Paroles de Lauréats : Isabelle Garcia
15 / 12.05.2020

Paroles de Lauréats : Isabelle Garcia

Face à la crise, chaque jour, les lauréats et alumni Choiseul, mais aussi plusieurs de nos amis et partenaires, réagissent. Une série d’échanges avec plusieurs d’entre eux qui nous font part de leur vécu, nous exposent leurs stratégies de rebond mais aussi nous livrent leur vision du « jour d’après ».
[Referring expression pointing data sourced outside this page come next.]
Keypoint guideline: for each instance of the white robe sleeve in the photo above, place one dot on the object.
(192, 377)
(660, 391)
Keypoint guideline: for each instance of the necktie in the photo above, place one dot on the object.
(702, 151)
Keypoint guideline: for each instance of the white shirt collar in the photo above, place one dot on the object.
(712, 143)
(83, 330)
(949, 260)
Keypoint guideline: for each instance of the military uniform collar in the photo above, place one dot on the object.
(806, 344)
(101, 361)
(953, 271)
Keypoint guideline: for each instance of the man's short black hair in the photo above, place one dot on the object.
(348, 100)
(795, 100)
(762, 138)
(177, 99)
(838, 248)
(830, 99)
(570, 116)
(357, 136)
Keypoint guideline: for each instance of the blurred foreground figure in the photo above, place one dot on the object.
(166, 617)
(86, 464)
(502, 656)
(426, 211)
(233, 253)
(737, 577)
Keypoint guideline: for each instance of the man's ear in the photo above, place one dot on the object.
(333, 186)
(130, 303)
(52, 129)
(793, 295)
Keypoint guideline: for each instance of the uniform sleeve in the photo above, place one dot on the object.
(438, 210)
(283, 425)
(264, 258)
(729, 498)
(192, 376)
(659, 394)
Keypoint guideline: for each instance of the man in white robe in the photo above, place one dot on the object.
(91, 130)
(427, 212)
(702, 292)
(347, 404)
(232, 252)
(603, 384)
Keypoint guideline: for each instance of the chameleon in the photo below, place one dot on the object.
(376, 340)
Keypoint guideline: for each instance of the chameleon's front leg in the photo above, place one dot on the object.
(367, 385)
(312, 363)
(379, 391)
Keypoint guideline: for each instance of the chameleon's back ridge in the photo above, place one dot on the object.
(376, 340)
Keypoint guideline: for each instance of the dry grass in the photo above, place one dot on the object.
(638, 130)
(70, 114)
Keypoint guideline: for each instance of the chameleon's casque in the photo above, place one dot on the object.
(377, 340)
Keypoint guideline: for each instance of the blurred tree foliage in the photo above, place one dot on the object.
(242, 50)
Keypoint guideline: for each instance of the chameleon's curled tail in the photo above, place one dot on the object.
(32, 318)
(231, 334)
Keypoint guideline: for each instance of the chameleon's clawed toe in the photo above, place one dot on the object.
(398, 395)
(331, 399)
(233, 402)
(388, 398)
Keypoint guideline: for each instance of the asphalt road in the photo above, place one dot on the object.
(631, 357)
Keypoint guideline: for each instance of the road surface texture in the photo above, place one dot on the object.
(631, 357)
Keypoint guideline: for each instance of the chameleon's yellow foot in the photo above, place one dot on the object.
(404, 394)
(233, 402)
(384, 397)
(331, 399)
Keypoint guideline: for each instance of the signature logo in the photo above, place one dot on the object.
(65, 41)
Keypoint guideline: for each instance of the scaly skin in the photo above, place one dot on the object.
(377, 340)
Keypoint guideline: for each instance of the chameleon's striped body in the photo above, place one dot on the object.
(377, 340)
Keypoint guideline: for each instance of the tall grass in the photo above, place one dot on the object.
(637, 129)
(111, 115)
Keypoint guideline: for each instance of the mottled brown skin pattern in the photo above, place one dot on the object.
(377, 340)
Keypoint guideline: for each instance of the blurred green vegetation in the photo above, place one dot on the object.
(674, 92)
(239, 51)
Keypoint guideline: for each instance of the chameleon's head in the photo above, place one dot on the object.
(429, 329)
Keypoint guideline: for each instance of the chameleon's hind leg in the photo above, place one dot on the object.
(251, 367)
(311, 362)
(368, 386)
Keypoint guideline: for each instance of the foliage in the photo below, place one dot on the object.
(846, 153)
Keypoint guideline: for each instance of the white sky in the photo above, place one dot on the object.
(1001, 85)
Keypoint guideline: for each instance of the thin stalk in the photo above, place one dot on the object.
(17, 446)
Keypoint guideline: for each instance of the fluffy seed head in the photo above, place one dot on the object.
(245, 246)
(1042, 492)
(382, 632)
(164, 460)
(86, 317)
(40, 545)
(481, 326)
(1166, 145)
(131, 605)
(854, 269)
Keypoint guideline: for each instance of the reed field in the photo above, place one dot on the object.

Aujourd’hui avec Isabelle Garcia, directrice de la réponse SNCF au premier appel d’offres ferroviaire en France. Diplômée de l’Ecole des Mines, elle a travaillé en Afrique du Sud et en Argentine avant d’intégrer la SNCF. Elle est aussi administratrice indépendante d’entreprises et lauréate du Choiseul 100 depuis 2019.

Redonner confiance dans les transports en commun est primordial !

La SNCF s’est fortement mobilisée dans la lutte contre l’épidémie ; pourriez-vous citer quelques exemples l’illustrant ?

Effectivement toutes les activités de la SNCF se sont mobilisées durant ce confinement. Notre contribution la plus médiatisée est bien entendu les TGV médicalisés qui ont permis de transporter plus de 200 malades. Cette opération « Chardon » initialement imaginée avec le SAMU en 2019 dans le but d’évacuer des blessés vers Paris si un attentat survenait à Metz, a finalement été mise en œuvre pour diminuer la pression sur le système sanitaire des régions les plus affectées. C’est une de plus grandes fiertés partagées par tous les femmes et les hommes cheminots que d’avoir pu mettre notre savoir-faire au service de ceux qui mettent le leur afin de sauver nos vies. Ce que je retiens aussi de cette opération est que souvent, les plans que l’on peut imaginer pour l’avenir ne se déroulent que rarement tels quels ; en revanche, la planification est un exercice qui nous aide à nous adapter vite et à développer notre résilience. Sans avoir travaillé cette organisation avec le SAMU auparavant, nous n’aurions pas pu la mettre à exécution en aussi peu de temps. Si vous souhaitez découvrir toutes les coulisses de ces TGV médicalisés, je vous partage la vidéo ici.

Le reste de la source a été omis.